The Arizona Department of Health Services reports that Influenza cases in Arizona have surged by nearly 700 percent over last season and is approaching levels reported during the H1N1 pandemic nine years ago.

The latest data shows the number of influenza cases reported this season is at the level of the 2009-2010 H1N1 flu pandemic. There have been 19,279 cases of influenza reported this season, with 1,454 reported between January 21 and 27. Compared to the last year’s influenza season, there were 2,175 total cases and 380 weekly cases reported for the same time period. Arizona had 19,906 influenza cases reported during the 2009-2010 H1N1 flu pandemic.

People with mild symptoms or at lower risk from complications from influenza should stay home and rest or call their healthcare provider if they have concerns. However, if you’re at high risk or have symptoms such as difficulty breathing, chest pain, dizziness, confusion, persistent vomiting, cannot drink fluids, or have flu-like symptoms that improve but then return with fever or worse cough, seek emergency medical care immediately.

If you haven’t been vaccinated, protect yourself by getting your flu shot today. Just like putting on your seat belt, getting vaccinated can save you a trip to the hospital. If you or your children are sick with influenza, take precautions like staying home when you’re sick and covering your nose and mouth when coughing and sneezing. In addition to getting vaccinated, you can protect yourself from illness by washing your hands frequently and avoiding touching your face.

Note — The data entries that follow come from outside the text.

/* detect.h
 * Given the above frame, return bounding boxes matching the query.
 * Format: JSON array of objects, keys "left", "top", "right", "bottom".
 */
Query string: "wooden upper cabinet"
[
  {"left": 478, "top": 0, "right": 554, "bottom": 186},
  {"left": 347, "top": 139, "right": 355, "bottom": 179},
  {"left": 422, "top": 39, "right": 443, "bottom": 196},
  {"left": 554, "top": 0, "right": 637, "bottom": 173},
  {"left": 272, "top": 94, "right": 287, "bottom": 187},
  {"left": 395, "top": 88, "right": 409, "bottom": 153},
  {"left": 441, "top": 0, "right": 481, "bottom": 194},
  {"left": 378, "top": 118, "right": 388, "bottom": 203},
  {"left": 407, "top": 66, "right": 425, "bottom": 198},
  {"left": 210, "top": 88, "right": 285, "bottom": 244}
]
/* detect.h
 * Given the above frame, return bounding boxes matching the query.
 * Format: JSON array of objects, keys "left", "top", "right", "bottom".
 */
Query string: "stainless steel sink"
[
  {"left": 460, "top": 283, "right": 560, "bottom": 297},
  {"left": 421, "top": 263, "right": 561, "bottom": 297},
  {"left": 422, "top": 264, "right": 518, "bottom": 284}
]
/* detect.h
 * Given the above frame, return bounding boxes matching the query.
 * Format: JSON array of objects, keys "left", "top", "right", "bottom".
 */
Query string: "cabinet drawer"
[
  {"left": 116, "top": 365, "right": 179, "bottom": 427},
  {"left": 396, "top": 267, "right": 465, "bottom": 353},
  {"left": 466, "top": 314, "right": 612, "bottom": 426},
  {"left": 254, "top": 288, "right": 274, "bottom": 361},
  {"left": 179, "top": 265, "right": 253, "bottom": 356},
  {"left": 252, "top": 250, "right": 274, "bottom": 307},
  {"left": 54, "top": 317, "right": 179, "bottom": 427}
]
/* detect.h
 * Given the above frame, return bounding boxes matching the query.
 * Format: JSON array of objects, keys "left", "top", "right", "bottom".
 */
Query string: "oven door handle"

People at high risk of serious complications from influenza are:

  • Children younger than five years old
  • Adults aged 65 and older
  • People with chronic disease, especially heart and lung disease
  • People with immunosuppression, including that caused by medications or by HIV infection
  • Women who are pregnant or postpartum (within two weeks after delivery)
  • People younger than 19 years who are receiving long-term aspirin therapy
  • American Indians/Alaska Natives
  • People with extreme obesity
  • Residents of nursing homes and other chronic-care facilities

Most healthcare providers offer flu shots. They’re also available at some pharmacies and at the county health department. More information about the flu can be obtained from the Center for Disease Control.